The Ship Who Returned - confesso que sempre equacionei Anne McCaffrey com histórias sobre dragões e desconhecia os seus esforços no campo da space opera. Que, a avaliar por este interessante conto, têm o seu valor. A lucidez da sua prosa faz deslizar uma divertida história sobre uma nave controlada por um cérebro humano feminino que se vê obrigada a intervir num planeta remoto para salvar uma civilização de freiras de um ataque de piratas espaciais. A forma como estes são derrotados sublinha o espírito feminino da força natural sobre a habitual visão masculina de batalhas espaciais carregadas de mísseis, lasers e testosterona.

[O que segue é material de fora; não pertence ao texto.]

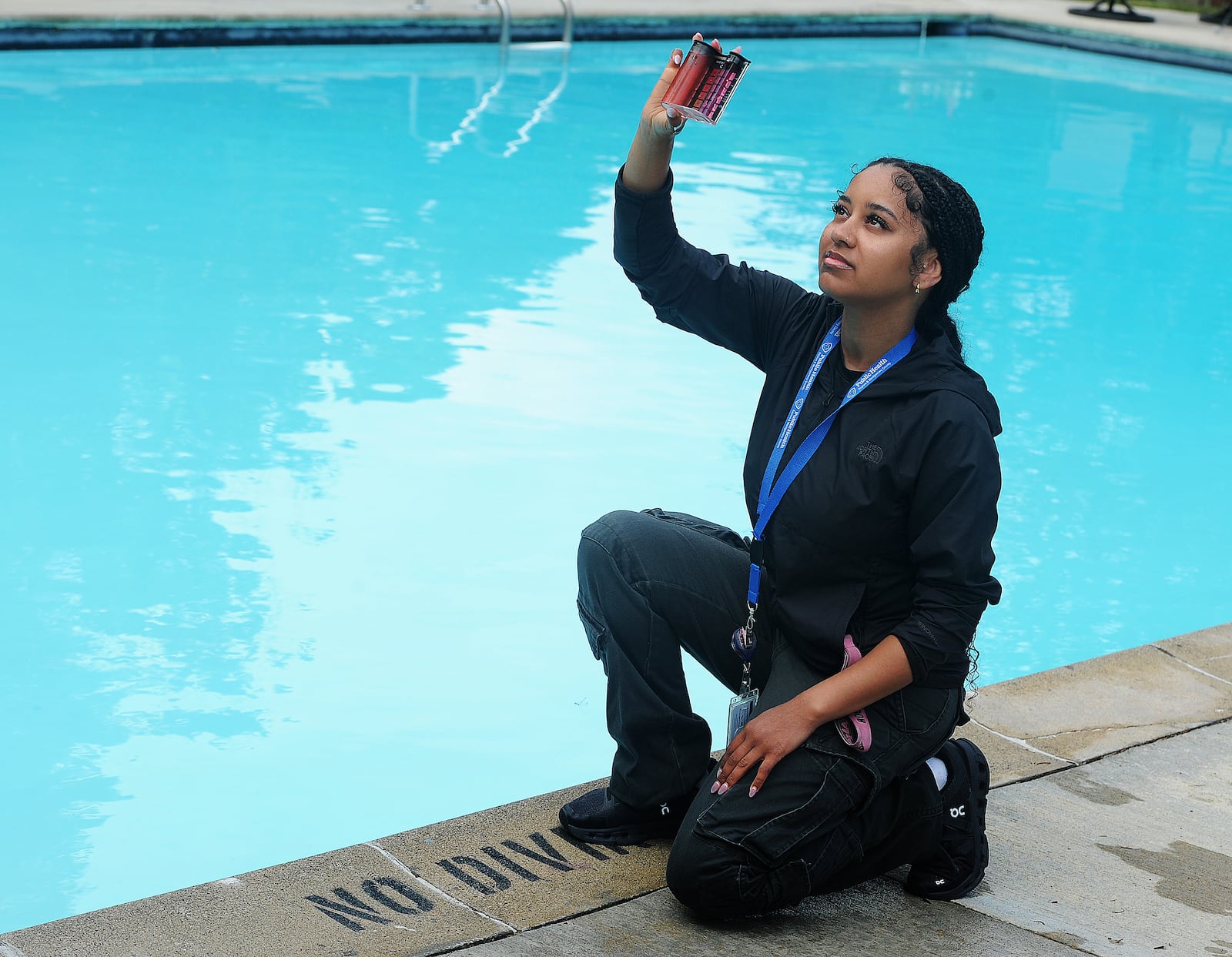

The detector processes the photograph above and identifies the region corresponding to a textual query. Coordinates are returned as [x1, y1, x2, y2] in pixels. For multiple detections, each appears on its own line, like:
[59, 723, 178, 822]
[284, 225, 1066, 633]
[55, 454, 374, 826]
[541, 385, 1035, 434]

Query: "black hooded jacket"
[614, 176, 1002, 688]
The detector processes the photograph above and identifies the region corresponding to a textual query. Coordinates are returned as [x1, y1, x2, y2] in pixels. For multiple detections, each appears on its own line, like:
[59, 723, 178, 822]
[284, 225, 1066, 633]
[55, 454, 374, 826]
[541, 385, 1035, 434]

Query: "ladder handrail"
[490, 0, 573, 47]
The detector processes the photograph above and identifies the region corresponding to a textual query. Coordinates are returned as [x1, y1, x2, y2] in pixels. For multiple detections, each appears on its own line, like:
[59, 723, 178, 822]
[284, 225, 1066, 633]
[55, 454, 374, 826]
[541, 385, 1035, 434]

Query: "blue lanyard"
[738, 316, 916, 606]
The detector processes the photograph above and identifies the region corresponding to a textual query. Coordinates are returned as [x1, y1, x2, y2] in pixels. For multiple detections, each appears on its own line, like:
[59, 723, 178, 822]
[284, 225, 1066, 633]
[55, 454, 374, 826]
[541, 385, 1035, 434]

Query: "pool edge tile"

The Way of All Ghosts - Greg Bear encerra esta antologia com um exemplo do pior vício do conto de FC, algo até agora ausente nos textos que o precederam: um conto tão embrenhado no mais vasto mundo ficcional de que faz parte que se torna quase incompreensível para quem não esteja a par das suas iconografias. Como introdução à série Way é um desastre. O conto roça a incompreensibilidade, com tanto bombardeio de imagens confusas e conceitos que fariam todo o sentido para um conhecedor da série, mas nenhum para um leigo. Talvez por isso Silverberg o tenha colocado a rematar a antologia, vendo-se obrigado a utilizá-lo mas empurrando-o para as páginas finais, diminuindo o seu impacto desafinador.